Crafting Interpreters - Part 4: Scanner
This post is based on my notes from following the Crafting Interpreters book. The complete code and notes are available in this repository.
This one came with the challenge of adapting the code to rust, static variables and methods in a class aren't a possibility so I made a struct Lox
that is only created once and passed it to the Scanner
struct to be able to call the error
method.
Another possibility, very likely a better one, is to make an ErrorReporter
struct and pass it around to what may need to use it. I can still change my mind and switch to this later.

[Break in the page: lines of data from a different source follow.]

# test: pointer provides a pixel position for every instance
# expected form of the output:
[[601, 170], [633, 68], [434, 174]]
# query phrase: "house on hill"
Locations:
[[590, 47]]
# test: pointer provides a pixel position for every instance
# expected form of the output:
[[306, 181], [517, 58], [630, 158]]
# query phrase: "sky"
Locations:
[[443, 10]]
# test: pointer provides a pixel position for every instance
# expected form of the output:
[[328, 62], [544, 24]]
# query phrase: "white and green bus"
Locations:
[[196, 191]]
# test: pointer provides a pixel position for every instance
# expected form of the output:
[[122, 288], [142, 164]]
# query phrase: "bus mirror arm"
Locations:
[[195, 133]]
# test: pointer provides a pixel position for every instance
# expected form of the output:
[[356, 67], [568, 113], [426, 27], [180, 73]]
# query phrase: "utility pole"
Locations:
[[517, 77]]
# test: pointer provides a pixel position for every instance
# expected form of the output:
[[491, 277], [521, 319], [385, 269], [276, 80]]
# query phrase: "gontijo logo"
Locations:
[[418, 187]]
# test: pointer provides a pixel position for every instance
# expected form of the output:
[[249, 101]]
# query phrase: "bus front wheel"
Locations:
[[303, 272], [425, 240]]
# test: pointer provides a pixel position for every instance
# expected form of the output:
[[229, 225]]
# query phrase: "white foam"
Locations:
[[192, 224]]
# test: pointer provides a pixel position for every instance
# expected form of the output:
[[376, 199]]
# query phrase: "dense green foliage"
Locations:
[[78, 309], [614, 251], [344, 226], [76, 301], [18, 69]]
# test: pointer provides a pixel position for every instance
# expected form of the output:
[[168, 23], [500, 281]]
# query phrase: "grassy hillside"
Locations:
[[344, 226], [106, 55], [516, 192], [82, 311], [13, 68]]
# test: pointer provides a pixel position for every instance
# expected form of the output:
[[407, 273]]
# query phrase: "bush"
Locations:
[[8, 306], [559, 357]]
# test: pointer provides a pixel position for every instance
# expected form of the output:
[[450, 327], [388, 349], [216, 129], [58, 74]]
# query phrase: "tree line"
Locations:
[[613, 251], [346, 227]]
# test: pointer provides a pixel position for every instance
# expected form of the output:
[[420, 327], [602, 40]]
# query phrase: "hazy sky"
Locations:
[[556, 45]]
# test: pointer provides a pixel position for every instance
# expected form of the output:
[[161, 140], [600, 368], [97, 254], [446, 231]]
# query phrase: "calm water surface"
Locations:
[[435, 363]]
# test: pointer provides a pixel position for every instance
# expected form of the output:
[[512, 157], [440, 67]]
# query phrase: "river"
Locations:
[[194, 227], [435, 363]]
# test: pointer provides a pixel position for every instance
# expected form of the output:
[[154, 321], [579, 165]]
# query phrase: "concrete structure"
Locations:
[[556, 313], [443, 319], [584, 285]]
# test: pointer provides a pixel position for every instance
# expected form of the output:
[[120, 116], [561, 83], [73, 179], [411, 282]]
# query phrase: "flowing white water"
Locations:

The next adaptation I made was the token representation. I kept it similar with a Token
struct and a TokenType
enum, but for the value of literals I added properties to the TokenType::String
and TokenType::Number
, a String
and a f64
respectively.
Challenges
-
I had to search a bit for this one. Both Python and Haskell don't use brackets or some kind of
do/begin
andend
to indicate a block, but instead use identation levels. As a result, some tokens depend on the identation level, making their grammars not regular. -
Both Ruby and CoffeeScript allow function calls without parentheses, spaces help say what is the sequence of function calls.
-
Some languages could use comments with preprocessor directives and maybe when having a language transpiling to another language, having the comments will help making the result human readable.
-
I had to implement nested block comments in my university project, so I had some idea of how to do it. The code for is it very similar to line comments with the difference that the number of opened block comments needs to be counted in order to ensure every block comment is closed.
Refactoring
I ended up deciding to change quite a bit of the code. The Lox
struct was completely removed, created a custom error struct and made it implement fmt::Display
. What previously was the Scanner
struct is now the State
struct used by the scan_tokens
function. This function returns a ScanResult
, which contains a vector ok tokens and a vector of errors.
These changes were mostly to make the code look more like normal rust code and not simply java code translated to rust.